Dede ve yetişkin torunu, akşama doğru, şehirden köye döndükleri zaman,

bütün köy halkının, köy meydanında toplanmış olduğunu görür. Kalabalığa iyice

yaklaştıkları zaman, dede oğlunun, genç torununun babasının, özel timler

tarafından hırpalandığını farkeder. Özel timlere yaklaşarak, baskıyı, işkenceyi

durdurmalarını söyler. Bunun üzerine özel timler, ‘konuşma lan!...’ diyerek

dedeye saldırır. Dedeyi yumruklarla, tekmelerle yere yıkar. Dede, kendini

toparlayarak ayağa kalkmaya gayret eder ve ‘bana neden vurdunuz?’ diye hesap

sorar. Dedenin bu dik duruşu üzerine, özel timler tekrar, dedeyi sakalından

tutarak yere yıkarlar. Tekme- tokat -yumruk girişirler. Yere yıktıkları dedeyi

yerde çiğnerler. Bunun üzerine oğlu babasının, genç torunu dedesini kurtarmak

için hamle yapmaya çalışır. Genç torunun anası, yani dedeni gelini de

kayınpederinin işkence görmesini engellemek için özel timlerin önünde durur.

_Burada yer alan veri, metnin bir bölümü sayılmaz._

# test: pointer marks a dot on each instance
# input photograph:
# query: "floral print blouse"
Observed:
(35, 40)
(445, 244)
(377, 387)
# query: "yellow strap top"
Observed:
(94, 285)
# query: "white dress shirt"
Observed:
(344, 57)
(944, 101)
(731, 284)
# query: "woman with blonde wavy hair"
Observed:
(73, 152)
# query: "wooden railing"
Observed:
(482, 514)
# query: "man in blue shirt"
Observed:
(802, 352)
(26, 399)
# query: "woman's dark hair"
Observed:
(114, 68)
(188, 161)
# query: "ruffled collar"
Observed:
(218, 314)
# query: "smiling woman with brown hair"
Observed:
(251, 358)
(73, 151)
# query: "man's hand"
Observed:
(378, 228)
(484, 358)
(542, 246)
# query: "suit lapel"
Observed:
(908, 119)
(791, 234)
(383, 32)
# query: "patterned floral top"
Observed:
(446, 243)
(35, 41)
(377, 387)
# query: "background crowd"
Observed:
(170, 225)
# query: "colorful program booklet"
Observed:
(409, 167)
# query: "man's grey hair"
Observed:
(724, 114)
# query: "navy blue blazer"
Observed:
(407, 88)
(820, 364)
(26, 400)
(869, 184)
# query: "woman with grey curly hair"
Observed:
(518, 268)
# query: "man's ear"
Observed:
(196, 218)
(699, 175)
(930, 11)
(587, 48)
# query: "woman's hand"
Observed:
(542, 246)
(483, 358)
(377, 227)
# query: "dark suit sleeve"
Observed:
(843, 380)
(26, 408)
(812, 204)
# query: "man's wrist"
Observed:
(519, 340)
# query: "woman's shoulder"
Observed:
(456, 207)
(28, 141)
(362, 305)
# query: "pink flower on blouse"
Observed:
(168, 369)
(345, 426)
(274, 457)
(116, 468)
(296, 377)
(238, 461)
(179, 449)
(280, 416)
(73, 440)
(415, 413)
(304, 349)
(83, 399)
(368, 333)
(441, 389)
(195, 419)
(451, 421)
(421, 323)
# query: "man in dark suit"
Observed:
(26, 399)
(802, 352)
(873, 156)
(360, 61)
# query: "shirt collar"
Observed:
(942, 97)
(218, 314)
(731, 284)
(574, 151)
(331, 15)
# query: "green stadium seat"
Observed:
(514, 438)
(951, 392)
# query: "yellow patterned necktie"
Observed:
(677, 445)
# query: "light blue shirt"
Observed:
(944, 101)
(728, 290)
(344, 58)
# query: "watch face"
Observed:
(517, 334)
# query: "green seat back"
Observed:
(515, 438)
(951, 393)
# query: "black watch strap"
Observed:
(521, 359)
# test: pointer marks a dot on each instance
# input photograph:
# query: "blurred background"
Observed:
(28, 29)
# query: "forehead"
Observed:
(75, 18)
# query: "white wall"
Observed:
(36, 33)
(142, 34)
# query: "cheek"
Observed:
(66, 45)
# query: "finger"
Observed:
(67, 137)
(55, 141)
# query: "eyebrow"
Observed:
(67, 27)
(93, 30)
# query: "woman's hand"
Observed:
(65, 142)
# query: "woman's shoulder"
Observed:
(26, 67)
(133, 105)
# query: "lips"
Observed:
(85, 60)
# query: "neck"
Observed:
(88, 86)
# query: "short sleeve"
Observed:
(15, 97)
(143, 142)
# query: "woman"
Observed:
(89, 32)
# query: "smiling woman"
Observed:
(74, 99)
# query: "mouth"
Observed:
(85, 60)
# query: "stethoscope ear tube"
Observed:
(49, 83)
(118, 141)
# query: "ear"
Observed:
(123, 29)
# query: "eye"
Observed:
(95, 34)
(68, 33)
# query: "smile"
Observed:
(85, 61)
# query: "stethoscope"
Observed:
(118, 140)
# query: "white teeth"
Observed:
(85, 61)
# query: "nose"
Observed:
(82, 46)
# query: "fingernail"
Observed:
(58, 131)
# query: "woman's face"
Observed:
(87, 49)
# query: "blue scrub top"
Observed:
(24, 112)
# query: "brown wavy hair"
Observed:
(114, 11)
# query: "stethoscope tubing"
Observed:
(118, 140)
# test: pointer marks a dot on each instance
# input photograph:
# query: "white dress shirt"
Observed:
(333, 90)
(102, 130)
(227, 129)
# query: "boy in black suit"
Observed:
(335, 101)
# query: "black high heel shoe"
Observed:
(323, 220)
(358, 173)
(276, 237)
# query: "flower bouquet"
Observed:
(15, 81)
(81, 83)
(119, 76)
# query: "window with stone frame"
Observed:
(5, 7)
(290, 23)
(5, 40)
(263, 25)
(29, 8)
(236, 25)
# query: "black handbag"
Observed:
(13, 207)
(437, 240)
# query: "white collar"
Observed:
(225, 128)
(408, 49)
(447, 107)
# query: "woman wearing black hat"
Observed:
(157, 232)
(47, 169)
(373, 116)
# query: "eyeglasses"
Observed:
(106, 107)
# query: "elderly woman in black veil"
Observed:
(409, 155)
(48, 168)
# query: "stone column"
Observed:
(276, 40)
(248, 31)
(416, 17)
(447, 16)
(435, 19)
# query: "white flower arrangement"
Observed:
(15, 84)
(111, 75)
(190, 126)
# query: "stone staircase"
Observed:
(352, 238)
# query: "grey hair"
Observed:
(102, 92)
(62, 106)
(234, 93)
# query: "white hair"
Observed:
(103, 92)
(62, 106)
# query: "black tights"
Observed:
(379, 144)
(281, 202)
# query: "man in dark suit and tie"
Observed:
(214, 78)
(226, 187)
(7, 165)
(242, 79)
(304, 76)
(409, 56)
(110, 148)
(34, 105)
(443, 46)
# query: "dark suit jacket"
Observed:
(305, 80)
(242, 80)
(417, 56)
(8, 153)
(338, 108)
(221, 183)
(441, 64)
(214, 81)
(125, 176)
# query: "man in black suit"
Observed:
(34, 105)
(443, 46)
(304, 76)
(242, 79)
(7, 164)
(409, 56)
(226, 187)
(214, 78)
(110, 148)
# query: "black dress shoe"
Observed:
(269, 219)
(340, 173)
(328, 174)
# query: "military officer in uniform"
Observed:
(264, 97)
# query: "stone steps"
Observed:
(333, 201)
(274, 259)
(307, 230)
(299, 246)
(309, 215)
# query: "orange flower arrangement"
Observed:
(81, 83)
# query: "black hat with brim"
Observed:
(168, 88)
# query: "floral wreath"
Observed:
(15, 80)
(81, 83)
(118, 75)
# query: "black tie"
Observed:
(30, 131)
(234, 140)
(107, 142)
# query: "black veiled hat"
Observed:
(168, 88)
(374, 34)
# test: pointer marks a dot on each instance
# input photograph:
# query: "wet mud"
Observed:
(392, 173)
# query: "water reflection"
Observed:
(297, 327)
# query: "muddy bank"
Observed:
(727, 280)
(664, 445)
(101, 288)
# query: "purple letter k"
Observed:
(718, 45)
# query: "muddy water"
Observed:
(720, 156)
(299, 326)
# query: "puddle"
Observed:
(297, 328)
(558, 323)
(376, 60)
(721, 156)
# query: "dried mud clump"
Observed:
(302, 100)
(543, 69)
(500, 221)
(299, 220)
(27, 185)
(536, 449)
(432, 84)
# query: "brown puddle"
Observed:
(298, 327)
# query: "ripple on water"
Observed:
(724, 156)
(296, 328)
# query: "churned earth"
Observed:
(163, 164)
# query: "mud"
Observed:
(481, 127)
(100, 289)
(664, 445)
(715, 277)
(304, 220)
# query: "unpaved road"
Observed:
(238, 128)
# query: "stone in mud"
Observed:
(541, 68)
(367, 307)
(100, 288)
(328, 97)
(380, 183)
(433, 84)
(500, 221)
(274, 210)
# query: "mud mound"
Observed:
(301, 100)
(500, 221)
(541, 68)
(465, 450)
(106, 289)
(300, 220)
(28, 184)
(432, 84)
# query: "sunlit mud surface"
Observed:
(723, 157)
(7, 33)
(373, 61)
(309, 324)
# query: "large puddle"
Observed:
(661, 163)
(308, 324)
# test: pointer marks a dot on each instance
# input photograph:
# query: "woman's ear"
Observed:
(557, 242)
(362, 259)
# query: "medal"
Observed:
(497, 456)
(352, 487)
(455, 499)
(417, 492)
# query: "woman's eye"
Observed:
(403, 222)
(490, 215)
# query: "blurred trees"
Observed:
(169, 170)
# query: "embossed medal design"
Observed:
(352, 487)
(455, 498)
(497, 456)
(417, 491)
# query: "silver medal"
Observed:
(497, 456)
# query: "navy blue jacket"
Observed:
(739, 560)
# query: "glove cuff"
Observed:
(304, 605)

Özel timler gelini saçlarından sürükleyerek yere yıkar, ona da tekme-tokat,

yumruk girişir. Oğul, torun, oğulun eşi qğır yaralıdırlar. Sadece hırıltılarla,

işkenceyi protesto ederler. Dede vefat etmiştir.

Dedeye ve aileye bu işkenceyi yapanlar, dedenin torunu yaşındaki özel

timlerdir. Dedenin genç torunuyla özel timler hemen hemen aynı yaştadırlar.

Ölümün Doğumu

Dedenin katledilmesinden sonra, aile kendi olanaklarıyla, yaralarını sarmaya

çalışır. Yetişkin torunun tavır ve davranışlarında değişiklikler olur. Yetişkin

torun, duygularını, düşüncelerini kimseye açmaz. Aile, ana-baba, oğullarının

dağa çıkacağını hissederler. Ama buna engel olmak için hiçbir girişimde

bulunmazlar. Bu, dedenin öldürülmesinden sonra gerçekleşen bir doğumdur.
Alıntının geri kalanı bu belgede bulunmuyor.